CRISPRCas9

Few laboratory techniques have drawn quite as much attention to themselves as CRISPR/Cas9 has.

And on some level, everybody has heard of what this tool can do: gene editing, or, put simply, tweaking DNA.

With gene editing, targeted changes are made, like deletions and insertions, right in an organism’s genome.

Over the past decade, the CRISPR-Cas9 system has become a very popular method of genome editing because it’s fast, cheap, precise, and relatively easy to use.

Now, on a molecular level, DNA is made up of two strands of nucleotides, so each gene is just a segment of this nucleotide sequence.

Nucleotides of DNA are made out of a sugar - deoxyribose, a phosphate, and one of the four nucleobases - adenine, cytosine, guanine, and thymine - or, A, C, G, T for short.

The nucleotides on one strand pair up using hydrogen bonds with nucleotides on the opposing strand, to create the double-stranded DNA: specifically, A bonds with T, and C bonds with G, so they’re called complementary bases and form base pairs.

Now, a single strand of DNA can also form bonds with a single strand of RNA, made out of a sugar - ribose, a phosphate, and one of the four nucleobases - but RNA has uracil, U for short, instead of T.
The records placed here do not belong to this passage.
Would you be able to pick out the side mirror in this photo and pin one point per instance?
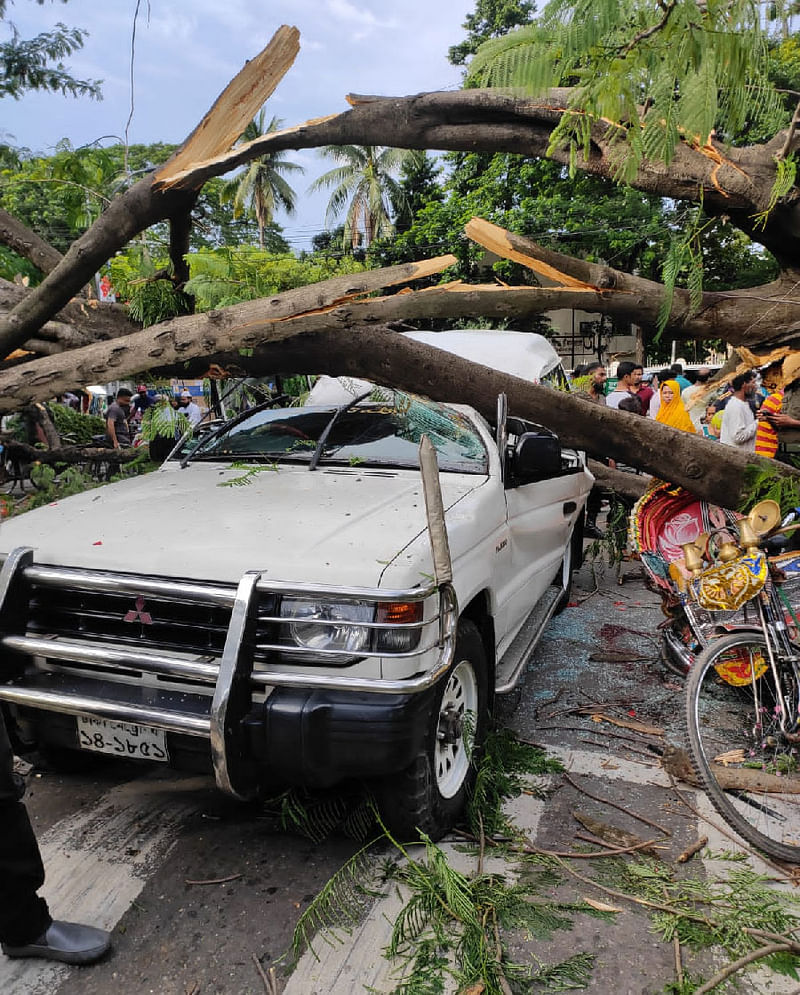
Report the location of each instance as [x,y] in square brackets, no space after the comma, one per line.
[537,456]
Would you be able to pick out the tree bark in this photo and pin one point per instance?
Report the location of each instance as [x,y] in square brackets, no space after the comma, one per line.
[79,323]
[707,468]
[736,182]
[180,341]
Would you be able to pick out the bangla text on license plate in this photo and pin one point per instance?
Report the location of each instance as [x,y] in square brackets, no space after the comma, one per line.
[122,739]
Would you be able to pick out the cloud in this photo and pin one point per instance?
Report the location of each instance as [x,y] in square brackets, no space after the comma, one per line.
[346,11]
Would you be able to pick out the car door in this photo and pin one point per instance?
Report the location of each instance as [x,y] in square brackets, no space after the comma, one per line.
[541,516]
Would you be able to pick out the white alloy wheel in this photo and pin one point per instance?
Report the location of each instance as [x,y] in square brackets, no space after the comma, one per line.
[455,730]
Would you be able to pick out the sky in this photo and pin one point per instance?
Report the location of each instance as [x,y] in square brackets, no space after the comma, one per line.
[186,51]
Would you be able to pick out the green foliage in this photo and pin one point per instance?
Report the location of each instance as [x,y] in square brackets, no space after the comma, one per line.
[261,187]
[35,63]
[365,188]
[503,771]
[318,815]
[162,421]
[573,973]
[450,913]
[74,428]
[150,301]
[251,471]
[657,74]
[340,904]
[224,276]
[785,176]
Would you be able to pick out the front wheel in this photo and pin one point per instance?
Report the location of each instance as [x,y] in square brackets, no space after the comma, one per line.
[430,794]
[748,767]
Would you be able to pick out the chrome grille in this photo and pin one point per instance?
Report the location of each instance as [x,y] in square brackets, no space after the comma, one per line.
[158,622]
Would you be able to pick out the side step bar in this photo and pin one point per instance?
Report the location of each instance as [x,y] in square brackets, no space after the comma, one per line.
[519,653]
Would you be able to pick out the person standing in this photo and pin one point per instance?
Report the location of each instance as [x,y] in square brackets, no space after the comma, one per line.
[189,408]
[117,427]
[26,927]
[738,421]
[641,389]
[141,402]
[671,410]
[676,371]
[695,392]
[658,380]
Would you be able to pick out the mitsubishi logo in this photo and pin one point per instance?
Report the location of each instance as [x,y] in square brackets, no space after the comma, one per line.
[138,613]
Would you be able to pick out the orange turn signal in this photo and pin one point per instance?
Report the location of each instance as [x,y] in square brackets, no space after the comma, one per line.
[400,612]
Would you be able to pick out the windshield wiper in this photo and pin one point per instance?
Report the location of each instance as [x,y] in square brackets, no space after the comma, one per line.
[231,423]
[329,427]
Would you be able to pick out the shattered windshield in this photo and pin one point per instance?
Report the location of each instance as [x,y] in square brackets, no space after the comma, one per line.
[383,430]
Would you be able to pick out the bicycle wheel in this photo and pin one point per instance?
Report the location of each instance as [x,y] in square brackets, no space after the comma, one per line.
[749,769]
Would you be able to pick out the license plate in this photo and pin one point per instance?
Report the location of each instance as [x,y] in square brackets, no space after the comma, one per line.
[122,739]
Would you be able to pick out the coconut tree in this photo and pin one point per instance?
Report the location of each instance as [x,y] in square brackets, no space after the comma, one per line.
[261,186]
[365,186]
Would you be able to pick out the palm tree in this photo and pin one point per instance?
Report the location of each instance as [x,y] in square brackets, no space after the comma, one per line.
[260,186]
[365,185]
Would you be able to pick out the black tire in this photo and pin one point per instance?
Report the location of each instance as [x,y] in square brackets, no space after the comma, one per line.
[672,658]
[721,718]
[430,794]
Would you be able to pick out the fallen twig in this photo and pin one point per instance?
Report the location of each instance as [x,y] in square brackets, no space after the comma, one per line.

So, when complementary sequences in DNA and RNA bond, A bonds with U.

In other words, if the DNA has a sequence that reads 5′ -GGCTAT- 3′, then the RNA sequence is exactly the opposite and reads 3′ - CCGAUA -5′.

Now, occasionally double-stranded breaks in the genome occur.

And when they do, the cell has two main repair mechanisms to correct the damage.

The most common type is non-homologous end joining, where a protein complex called DNA protein kinase begins by binding to each end of the broken DNA.

Then it recruits another protein, called artemis - named after the Greek goddess! - to cut off the single- stranded ends.

It’s like using a tiny bit of sandpaper to smooth the broken ends of the pencil, so that the pencil can be more easily glued together again.

Finally, a ligase enzyme - which would be the glue - binds the two ends of DNA.

Since artemis cuts off some nucleotides, non-homologous end joining is an error prone repair - that leads to a loss of genetic information.

The other repair mechanism is called homology-directed repair, which relies on homologous recombination.

Our 46 chromosomes come in 23 pairs of two homologous chromosomes - which code for the same traits, and therefore have similar nucleotide sequences.

As a result, a double strand break on one of the chromosomes can be repaired by using the sister chromatid!

First, a protein complex - called MRN - binds to each end of the broken DNA and recruits exonucleases that remove nucleotides from one strand of the DNA.

To make the process more clear, we can call the ends of the broken DNA “end 1” and “end 2”.

So now, “end 1” is placed near a similar nucleotide sequence called homologous sequence - because it’s found in the same spot on the homologous sister chromatid.

“End 1” then pairs up with the complementary strand of the intact homologous DNA region, creating a loop in the homologous DNA.

Then, a DNA polymerase synthesizes nucleotides to extend “end 1”, until it reaches a sequence that is complementary to “end 2”.

Then, end 1 releases the homologous DNA and its last few nucleotides bind to the last nucleotides of end 2.

Finally, DNA polymerase fills the gaps on both sides of the union, and DNA ligase seals the bond.

Since homology-directed repair uses a sister chromatid as a template, this is a more reliable repair mechanism than non-homologous end joining, because there’s no loss of nucleotides.

Ok, so, CRISPR is an abbreviation for Clustered Regularly Interspaced Short Palindromic Repeats.

A mouth-full that means that within some prokaryotes, like bacteria and archaea, there are certain locations in the genome where one particular DNA sequence is repeated over and over again.

And in between these repeats are unique sequences, called spacers.

Then, nearby these CRISPR locations are cluster associated, or Cas, proteins, many of which have enzymatic activities.

While there are several types of Cas genes, the one that’s claimed the most fame is Cas9 because of its usefulness in the CRISPR/Cas gene editing system.

Cas9 is a DNA endonuclease, so that means it can cut DNA, like a pair of molecular scissors.

Now, it turns out that the spacers in CRISPR locations are kind of a historical record of DNA viruses that have previously infected the host.